Foreign investors have been cooling their interest in bonds sold by Australia’s state governments just as some have been feeling pressure on credit ratings.
However, the nation’s big banks have been stepping in to pick up the shortfall, as they prepare for the introduction of new rules forcing them to pump up their holdings of assets.
Overseas ownership of of state government bonds - also known as semi-government bonds - fell by $1.1 billion in the September quarter, according to figures released by the Australian Bureau of Statistics.
This has seen the overseas percentage ownership of semi-government bonds fall to 33.8 per cent from 36.2 per cent in the June quarter.
State bonds on issue rose by $10.2 billion to $203.8 billion in the September quarter, according to the ABS data.
In recent months, S&P downgraded South Australia to ‘‘AA’’ and placed the ‘‘AAA’’ rating of NSW and Western Australia on “negative outlook”. Victoria was left at ‘‘AAA’’ while Queensland remains under review.

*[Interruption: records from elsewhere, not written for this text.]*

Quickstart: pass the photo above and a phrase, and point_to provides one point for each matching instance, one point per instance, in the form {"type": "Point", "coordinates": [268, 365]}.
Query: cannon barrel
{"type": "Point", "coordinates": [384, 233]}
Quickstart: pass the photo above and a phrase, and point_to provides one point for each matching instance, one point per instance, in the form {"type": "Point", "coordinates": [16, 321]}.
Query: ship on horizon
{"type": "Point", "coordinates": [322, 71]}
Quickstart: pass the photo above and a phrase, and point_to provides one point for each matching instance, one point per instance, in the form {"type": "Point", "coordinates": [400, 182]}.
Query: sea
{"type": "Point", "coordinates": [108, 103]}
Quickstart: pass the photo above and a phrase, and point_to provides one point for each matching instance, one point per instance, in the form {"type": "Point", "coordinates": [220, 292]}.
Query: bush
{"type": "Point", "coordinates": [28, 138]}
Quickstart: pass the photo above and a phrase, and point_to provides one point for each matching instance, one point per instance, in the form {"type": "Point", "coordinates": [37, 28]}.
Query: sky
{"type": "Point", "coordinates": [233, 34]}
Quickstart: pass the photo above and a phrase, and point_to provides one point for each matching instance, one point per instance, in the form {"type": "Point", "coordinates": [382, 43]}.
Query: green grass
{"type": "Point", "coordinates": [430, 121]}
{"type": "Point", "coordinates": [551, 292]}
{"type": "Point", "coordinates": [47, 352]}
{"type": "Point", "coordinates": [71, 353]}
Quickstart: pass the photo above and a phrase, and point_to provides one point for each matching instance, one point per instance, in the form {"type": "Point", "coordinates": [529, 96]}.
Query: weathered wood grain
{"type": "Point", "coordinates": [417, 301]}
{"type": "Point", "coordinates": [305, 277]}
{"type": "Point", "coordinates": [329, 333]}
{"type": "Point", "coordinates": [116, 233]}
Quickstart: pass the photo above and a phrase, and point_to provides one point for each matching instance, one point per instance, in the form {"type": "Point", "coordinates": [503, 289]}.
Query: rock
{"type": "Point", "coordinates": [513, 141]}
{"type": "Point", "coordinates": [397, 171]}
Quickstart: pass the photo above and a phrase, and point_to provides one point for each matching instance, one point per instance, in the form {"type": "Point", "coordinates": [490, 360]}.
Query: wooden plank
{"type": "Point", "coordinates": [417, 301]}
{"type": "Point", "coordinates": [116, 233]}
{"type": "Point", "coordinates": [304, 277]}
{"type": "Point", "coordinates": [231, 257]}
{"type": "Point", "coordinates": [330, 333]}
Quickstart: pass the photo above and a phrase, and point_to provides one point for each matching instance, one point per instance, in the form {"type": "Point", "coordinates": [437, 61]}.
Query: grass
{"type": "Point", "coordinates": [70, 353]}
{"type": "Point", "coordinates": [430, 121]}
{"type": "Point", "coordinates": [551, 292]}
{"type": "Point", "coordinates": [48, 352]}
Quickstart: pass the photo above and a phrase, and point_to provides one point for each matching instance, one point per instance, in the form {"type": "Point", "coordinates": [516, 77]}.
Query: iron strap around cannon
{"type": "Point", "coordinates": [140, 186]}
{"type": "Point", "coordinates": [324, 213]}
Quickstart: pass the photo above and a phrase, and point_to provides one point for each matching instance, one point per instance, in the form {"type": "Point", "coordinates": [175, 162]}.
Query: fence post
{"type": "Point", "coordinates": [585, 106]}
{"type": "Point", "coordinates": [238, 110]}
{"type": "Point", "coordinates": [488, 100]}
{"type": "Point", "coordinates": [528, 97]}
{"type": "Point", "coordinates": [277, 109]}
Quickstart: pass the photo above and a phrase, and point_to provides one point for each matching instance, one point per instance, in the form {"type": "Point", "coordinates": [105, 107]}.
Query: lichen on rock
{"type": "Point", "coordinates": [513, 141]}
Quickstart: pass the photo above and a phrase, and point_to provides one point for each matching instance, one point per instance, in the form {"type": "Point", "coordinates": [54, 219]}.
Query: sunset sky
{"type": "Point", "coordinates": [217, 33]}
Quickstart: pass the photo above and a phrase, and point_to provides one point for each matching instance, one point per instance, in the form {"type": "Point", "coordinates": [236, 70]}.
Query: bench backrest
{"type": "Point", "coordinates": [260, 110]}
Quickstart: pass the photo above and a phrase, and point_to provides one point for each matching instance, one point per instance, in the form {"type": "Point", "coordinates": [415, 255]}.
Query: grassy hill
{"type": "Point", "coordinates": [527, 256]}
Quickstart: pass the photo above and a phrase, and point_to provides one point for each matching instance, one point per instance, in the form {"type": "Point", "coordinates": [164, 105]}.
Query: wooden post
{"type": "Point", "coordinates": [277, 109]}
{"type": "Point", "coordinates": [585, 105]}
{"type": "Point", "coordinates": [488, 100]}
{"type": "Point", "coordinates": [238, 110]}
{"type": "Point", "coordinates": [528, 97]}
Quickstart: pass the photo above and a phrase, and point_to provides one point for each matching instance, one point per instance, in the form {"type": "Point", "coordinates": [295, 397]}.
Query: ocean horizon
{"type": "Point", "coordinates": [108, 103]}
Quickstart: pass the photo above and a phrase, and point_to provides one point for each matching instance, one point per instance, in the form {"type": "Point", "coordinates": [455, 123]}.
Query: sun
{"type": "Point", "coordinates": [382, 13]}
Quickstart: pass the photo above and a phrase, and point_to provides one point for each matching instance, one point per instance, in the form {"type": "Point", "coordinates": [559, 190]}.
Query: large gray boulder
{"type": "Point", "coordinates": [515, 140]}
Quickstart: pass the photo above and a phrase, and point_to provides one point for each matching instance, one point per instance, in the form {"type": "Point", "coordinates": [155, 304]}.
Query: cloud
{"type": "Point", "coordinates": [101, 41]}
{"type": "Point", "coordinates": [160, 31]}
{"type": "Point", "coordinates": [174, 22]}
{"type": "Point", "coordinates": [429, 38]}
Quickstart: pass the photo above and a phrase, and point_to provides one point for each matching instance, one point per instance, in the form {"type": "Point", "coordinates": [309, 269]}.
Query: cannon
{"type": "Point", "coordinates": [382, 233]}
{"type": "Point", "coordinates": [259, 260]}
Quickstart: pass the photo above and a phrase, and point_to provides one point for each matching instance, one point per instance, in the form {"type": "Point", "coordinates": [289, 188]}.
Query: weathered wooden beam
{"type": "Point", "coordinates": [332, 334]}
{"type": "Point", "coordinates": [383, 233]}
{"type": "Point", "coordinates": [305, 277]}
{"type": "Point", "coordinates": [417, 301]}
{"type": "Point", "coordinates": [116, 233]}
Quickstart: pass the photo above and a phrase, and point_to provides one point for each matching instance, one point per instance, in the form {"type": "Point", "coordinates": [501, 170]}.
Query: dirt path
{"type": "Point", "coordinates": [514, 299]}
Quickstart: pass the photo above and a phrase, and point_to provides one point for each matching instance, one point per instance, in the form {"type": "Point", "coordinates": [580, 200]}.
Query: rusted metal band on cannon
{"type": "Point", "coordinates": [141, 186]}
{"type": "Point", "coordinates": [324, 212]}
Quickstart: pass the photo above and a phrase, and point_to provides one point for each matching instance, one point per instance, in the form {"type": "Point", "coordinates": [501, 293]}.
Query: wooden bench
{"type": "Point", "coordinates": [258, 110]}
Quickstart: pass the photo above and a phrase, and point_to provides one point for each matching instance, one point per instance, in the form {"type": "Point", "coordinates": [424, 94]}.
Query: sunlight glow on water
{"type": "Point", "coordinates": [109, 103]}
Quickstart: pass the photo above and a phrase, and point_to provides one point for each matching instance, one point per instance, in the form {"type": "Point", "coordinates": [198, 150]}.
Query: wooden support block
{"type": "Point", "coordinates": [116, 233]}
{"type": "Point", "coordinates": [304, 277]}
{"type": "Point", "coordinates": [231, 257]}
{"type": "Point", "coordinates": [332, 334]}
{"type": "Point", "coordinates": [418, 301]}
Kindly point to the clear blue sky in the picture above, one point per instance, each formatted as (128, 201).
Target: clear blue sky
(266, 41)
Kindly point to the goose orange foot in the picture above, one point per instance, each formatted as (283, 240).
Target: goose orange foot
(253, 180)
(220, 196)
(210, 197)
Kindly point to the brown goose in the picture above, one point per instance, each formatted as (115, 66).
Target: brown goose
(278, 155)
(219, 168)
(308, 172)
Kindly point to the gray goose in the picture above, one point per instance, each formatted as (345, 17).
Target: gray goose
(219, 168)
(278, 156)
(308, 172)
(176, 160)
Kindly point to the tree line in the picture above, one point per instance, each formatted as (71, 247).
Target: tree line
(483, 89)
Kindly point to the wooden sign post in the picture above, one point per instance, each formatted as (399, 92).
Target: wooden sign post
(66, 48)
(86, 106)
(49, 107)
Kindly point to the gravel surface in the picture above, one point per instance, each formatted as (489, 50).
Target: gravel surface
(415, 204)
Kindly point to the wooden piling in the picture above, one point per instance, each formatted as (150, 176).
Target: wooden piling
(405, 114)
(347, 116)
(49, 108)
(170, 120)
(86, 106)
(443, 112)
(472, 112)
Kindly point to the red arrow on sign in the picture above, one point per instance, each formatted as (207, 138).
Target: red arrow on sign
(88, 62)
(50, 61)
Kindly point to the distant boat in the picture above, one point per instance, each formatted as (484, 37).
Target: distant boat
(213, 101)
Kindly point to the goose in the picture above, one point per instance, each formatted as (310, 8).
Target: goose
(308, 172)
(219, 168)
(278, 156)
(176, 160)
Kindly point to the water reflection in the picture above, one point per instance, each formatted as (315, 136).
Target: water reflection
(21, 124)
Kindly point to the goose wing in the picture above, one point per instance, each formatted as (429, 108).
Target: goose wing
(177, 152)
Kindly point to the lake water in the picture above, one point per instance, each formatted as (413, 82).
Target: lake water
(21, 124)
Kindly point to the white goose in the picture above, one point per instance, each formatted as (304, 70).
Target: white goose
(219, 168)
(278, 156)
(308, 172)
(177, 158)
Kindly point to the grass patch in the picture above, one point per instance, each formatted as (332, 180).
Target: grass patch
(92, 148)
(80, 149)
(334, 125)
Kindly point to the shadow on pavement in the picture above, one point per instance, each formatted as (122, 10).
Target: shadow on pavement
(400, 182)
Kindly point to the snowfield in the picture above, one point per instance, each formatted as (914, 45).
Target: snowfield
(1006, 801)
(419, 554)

The waning interest is consistent with figures for bonds sold by the Australian government, with overseas buying slowing to a four-year low.
Lower outright yields and a high Australian dollar also reduced the attractiveness of Australian bonds for foreign investors.

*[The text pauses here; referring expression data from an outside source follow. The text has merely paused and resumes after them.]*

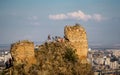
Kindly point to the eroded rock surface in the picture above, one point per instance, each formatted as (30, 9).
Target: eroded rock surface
(76, 35)
(23, 53)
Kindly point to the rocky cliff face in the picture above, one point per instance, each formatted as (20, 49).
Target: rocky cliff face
(23, 53)
(76, 35)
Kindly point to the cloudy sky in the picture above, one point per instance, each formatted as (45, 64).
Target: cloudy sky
(35, 19)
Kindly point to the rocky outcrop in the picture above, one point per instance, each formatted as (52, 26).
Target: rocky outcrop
(23, 53)
(76, 36)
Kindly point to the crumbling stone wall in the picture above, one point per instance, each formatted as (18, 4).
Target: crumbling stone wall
(76, 35)
(23, 53)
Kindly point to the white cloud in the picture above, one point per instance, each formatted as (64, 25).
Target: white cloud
(77, 15)
(35, 23)
(33, 18)
(58, 17)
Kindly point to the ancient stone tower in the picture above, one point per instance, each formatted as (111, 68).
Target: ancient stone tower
(76, 35)
(23, 52)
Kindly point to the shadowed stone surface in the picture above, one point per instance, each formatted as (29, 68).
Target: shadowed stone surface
(76, 35)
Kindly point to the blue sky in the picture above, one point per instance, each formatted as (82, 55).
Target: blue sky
(35, 19)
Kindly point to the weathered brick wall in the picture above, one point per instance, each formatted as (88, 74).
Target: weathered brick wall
(76, 35)
(23, 53)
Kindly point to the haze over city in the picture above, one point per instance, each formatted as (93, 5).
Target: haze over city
(35, 20)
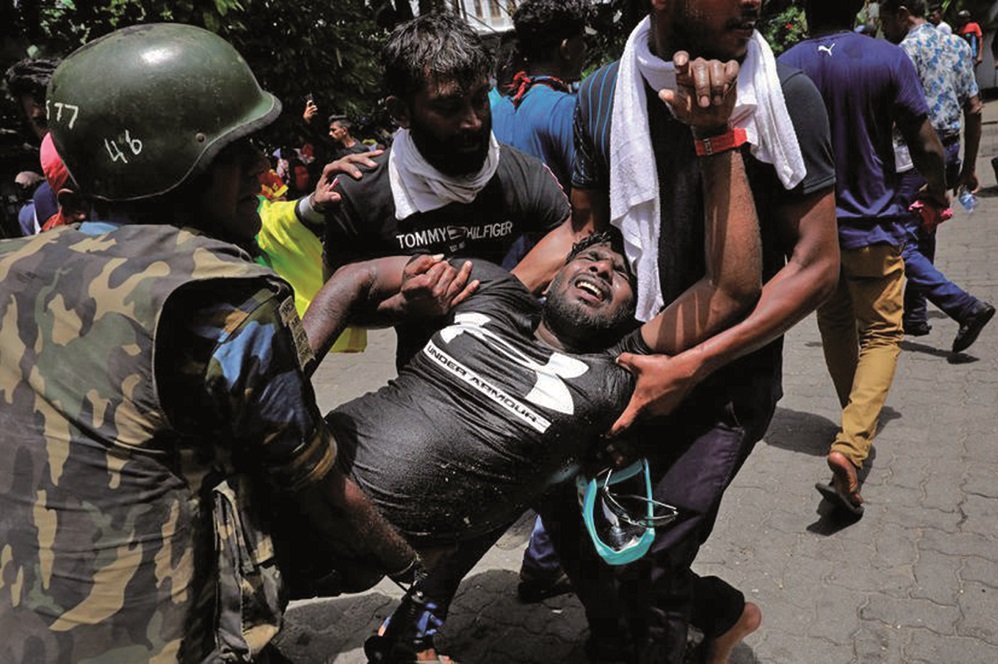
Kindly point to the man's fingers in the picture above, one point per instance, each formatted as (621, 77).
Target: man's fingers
(718, 82)
(625, 421)
(443, 280)
(629, 361)
(700, 71)
(460, 279)
(731, 69)
(422, 263)
(467, 292)
(681, 61)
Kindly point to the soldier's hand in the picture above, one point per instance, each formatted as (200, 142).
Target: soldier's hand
(310, 110)
(431, 286)
(325, 193)
(350, 164)
(705, 93)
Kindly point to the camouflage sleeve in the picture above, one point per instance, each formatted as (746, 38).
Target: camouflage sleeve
(234, 379)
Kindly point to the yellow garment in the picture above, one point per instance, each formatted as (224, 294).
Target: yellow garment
(295, 253)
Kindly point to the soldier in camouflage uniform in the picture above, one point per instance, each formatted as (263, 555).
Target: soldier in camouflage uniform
(151, 387)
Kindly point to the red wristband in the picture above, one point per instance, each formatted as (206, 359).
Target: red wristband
(730, 140)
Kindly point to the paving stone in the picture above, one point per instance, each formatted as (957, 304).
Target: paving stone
(914, 581)
(979, 605)
(940, 618)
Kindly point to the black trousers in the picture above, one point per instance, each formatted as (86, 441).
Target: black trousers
(694, 455)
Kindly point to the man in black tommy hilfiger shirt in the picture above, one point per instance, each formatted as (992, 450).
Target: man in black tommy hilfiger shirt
(445, 186)
(503, 401)
(522, 197)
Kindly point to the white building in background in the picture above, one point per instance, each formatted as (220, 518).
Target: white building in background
(486, 15)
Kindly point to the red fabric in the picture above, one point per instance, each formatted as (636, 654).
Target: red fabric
(931, 214)
(522, 83)
(52, 166)
(972, 28)
(734, 138)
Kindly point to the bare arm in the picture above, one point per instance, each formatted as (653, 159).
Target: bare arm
(807, 279)
(733, 279)
(927, 154)
(352, 288)
(382, 292)
(972, 141)
(343, 515)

Foreign capital in search of a haven flooded into Australian government bonds earlier this year and the trend has been blamed for keeping the Australian dollar high despite weaker export prices.
Even so ANZ interest rate strategist Tony Morriss said there was ‘‘modest scope’’ for increased interest of state government bonds among investors.
‘‘They continue to offer value in an environment where yield demand remains a key driver for credit spreads into 2013,’’ he said. ‘‘We expect overseas ownership to increase in the December quarter considering the relative attractiveness of yields in the (semi government) space."